Bei der Ausgangsvergrößerung 2,5-fach sieht’s mit 6,6 Winkelsekunden deutlich schlechter aus – kein großes Problem, denn Jagdzielfernrohre zum Ansitz nutzt man in der Regel nur mit höherem Vergrößerungsbereich. Für gelegentliche Drückjagdeinsätze spielt die schlechtere Auflösung bei niedriger Vergrößerung kaum eine Rolle. Das zeigt aber, dass man sich auch Nachteile einhandelt, wenn eine Optik auf einen bestimmten Bereich maximiert wird. Auch in puncto Randschärfe war das Polar gegenüber dem Zeiss HT leicht im Nachteil.

Bei der Ziellinien-Abweichung kann man Schmidt & Bender erstklassige Arbeit bescheinigen – 1 cm von ein- nach vierfach ist ein sehr guter Wert, weniger als 2 cm dürften schon allein durch die Waffen­präzision kaum bemerkbar sein. Gespannt waren wir auf die Transmissionswerte, der Paradedisziplin des Polar. Gemessen haben wir nach ISO 14490-5 über eine Wellenlänge von 380 – 780 nm. Der Mittelwert der Messungen liegt bei 94,8 Prozent Tag- und 93,0 Prozent Nachttransmission – hervorragend, aber nicht die versprochenen 96 …

Die finden sich aber, wenn man sich die Wellenlängen-Tabelle genauer ansieht – zwischen 540 und 625 nm kommt das Polar auf eine Transmission von über 95 Prozent. Bezieht man die allgemeine Messunsicherheit von 0,5 Prozent mit ein, wird der in der Werbung versprochene Transmissionswert von 96 Prozent tatsächlich erreicht – wenn auch nicht nach der einschlägigen ISO-Norm, sondern nur in einem bestimmten Wellenlängenbereich.

Schmidt & Bender Polar T 96
Die Leuchteinheit ist als dritter Turm links am Mittelrohr angebracht.

 

Resümee: Schmidt & Benders Polar T 96 ist ein lichtstarkes Ansitzglas und bietet zurzeit wohl die höchste Transmissions­leistung bei Jagdzielfernrohren, auch wenn der Abstand zum Zeiss HT in der Praxis kaum sichtbar ist.

Interessant ist aber der Preis – das Polar wird für 2.109 € angeboten, während ein Zeiss HT 2,5 – 10 x 50 mit 2.350 € deutlich teurer ist.
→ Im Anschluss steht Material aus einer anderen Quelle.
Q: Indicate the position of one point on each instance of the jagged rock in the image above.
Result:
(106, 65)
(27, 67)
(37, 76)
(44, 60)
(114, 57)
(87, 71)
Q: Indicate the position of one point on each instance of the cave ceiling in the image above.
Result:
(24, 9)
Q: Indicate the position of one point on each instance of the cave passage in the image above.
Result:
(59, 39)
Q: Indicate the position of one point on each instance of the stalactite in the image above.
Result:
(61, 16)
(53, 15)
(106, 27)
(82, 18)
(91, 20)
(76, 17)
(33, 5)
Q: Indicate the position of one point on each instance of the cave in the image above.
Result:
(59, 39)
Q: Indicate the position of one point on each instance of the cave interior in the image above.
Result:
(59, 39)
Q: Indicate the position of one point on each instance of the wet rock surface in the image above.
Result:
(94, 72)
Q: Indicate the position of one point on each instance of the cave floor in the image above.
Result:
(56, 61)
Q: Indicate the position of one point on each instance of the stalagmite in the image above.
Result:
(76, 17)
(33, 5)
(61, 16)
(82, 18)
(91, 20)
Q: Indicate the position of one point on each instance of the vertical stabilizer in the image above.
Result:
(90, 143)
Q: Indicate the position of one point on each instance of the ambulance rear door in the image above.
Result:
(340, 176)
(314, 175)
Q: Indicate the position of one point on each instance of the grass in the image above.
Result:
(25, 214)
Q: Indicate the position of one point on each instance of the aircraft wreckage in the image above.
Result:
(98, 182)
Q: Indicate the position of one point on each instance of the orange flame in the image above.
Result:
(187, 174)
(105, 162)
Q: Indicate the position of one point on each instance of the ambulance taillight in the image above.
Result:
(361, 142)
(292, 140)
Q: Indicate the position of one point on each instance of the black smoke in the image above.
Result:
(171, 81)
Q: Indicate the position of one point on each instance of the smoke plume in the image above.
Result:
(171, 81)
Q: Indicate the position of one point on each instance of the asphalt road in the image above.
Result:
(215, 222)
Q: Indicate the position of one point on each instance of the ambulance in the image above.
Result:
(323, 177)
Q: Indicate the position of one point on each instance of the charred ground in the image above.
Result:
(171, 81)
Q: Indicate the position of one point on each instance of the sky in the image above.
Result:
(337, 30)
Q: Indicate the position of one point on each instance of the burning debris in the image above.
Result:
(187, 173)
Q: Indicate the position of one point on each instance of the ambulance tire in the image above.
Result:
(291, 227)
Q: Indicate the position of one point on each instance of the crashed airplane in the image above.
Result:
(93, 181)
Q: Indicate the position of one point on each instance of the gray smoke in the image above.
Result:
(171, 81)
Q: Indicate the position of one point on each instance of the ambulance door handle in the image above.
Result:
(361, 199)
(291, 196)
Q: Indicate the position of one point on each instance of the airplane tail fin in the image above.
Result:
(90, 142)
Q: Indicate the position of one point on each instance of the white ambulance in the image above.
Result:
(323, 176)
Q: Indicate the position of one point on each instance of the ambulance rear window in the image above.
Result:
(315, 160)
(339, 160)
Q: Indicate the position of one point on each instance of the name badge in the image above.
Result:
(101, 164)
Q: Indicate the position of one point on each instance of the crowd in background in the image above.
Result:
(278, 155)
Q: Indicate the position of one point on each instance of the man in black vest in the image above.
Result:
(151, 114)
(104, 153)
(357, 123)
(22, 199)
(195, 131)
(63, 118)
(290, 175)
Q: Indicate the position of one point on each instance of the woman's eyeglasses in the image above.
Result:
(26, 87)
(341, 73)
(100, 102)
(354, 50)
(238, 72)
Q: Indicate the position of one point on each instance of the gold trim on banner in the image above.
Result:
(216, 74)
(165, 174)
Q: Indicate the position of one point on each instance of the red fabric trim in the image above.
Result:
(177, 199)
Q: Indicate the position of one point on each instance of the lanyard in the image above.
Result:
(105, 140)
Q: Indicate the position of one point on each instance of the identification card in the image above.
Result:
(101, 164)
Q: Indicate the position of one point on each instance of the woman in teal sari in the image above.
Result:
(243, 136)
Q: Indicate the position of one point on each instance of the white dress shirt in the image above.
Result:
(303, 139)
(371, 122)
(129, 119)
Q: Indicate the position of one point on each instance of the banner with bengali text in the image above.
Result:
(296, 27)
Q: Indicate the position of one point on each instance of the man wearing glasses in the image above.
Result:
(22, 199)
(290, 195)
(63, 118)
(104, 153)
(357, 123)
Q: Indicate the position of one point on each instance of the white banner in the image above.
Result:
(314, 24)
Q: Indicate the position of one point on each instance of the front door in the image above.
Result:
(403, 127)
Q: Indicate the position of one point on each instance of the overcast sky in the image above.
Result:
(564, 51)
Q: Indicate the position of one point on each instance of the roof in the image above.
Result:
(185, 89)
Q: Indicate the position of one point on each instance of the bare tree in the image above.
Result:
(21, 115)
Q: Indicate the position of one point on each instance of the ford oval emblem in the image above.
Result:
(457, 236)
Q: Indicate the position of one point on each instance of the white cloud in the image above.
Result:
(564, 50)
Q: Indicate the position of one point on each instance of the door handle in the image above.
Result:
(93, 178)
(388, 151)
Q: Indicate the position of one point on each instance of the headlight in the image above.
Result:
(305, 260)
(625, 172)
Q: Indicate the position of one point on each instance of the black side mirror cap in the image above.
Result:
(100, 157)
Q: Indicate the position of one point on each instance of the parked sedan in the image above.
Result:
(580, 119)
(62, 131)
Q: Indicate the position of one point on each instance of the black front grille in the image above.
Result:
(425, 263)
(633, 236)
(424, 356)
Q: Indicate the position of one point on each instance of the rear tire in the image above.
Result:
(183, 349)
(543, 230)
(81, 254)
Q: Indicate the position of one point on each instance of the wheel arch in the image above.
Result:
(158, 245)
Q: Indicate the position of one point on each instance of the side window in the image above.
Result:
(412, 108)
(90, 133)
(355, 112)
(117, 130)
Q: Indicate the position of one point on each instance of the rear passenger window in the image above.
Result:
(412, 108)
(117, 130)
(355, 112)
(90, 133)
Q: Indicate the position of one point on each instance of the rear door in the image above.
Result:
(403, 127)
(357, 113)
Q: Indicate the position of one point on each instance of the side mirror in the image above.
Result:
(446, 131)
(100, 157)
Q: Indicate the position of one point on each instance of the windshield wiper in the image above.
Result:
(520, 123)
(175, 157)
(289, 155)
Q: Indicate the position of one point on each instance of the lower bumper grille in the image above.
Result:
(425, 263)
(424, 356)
Zumindest beim Preis hat Schmidt & Bender damit die Nase vorn.

Wer vor der Kaufentscheidung steht, sollte möglichst mehrere Optiken in der Praxis miteinander vergleichen. Mess­ergebnisse sind eine Sache, wie das eigene Auge das vorgeschaltete Optikpaket umsetzt, ist aber sehr individuell.